# Set

For the computer science term, see Sets (ADT).

A **set** is an unordered group of items (called elements). For example, $\{\text{cat}, \text{dog}, \text{fish}, \text{bird}\}$ is a set of animals, $\{2,4,6,8,10\}$ is a set of even numbers, and $\{a, b, c, d\}$ is a set of letters. Though sets are pretty simple data structures, they are important for understanding concepts in combinatorics, probability, and number theory.

## Definition of a Set

A set is an unordered group of elements denoted by a sequence of items (separated by commas) between curly braces "$\{$" and "$\}$".

What does it mean to be

unordered?Sets are not organized in any particular way. For example, the set $A = \{1,2,3,4,5\}$ appears to be the set of ordered numbers between 1 and 5, but this set is actually equivalent to $B = \{2,3,1,5,4\}$. The order of elements in a set does not matter. Two sets are equal if they contain all of the same elements.

Repeated elements make no difference in a set. $A = \{1,1,1,1\}$ is equal to $B = \{1\}$. In fact, sets are generally not written to include repeated elements.

## Operations with Sets

There are several useful operations one can use to combine, compare, and analyze sets.

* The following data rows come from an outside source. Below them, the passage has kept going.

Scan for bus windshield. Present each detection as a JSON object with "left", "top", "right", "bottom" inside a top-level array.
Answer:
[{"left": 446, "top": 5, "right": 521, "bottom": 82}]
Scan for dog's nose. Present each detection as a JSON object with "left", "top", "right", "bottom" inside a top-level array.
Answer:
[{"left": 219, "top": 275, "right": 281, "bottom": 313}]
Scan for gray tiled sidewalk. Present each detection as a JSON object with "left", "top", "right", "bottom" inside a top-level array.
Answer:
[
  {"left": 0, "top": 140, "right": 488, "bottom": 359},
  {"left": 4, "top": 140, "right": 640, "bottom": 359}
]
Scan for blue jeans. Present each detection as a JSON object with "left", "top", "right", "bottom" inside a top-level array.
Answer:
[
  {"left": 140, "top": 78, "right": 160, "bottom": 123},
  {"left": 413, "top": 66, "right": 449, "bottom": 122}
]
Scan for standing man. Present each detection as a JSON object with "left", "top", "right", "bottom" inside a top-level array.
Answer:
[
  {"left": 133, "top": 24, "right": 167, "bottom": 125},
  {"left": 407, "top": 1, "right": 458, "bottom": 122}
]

Union:The union of two sets, denoted $\cup$ (which is called acup), refers to the set of all the elements that are in at least one of the two sets. For example, $\{1,2,3\} \cup \{3,4,5\} = \{1,2,3,4,5\}.$ In Boolean logic, union is expressed as a logical OR.

Intersection:The intersection of two sets, denoted $\cap$ (which is called acap), refers to the set of the elements that are in both sets. For example, $\{1,2,3\} \cap \{3,4,5\} = \{3\}.$ In Boolean logic, intersection is expressed as a logical AND.

Complement (Absolute):Denoted $^c$, the absolute complement refers to the set of all the elements that are not in a set. If we consider the universal set, $U$, as the set of all integers, $\{ 1, 2, 3 \}^c$ would represent all integers except for 1, 2, and 3. In Boolean logic, complement is expressed as a logical NOT.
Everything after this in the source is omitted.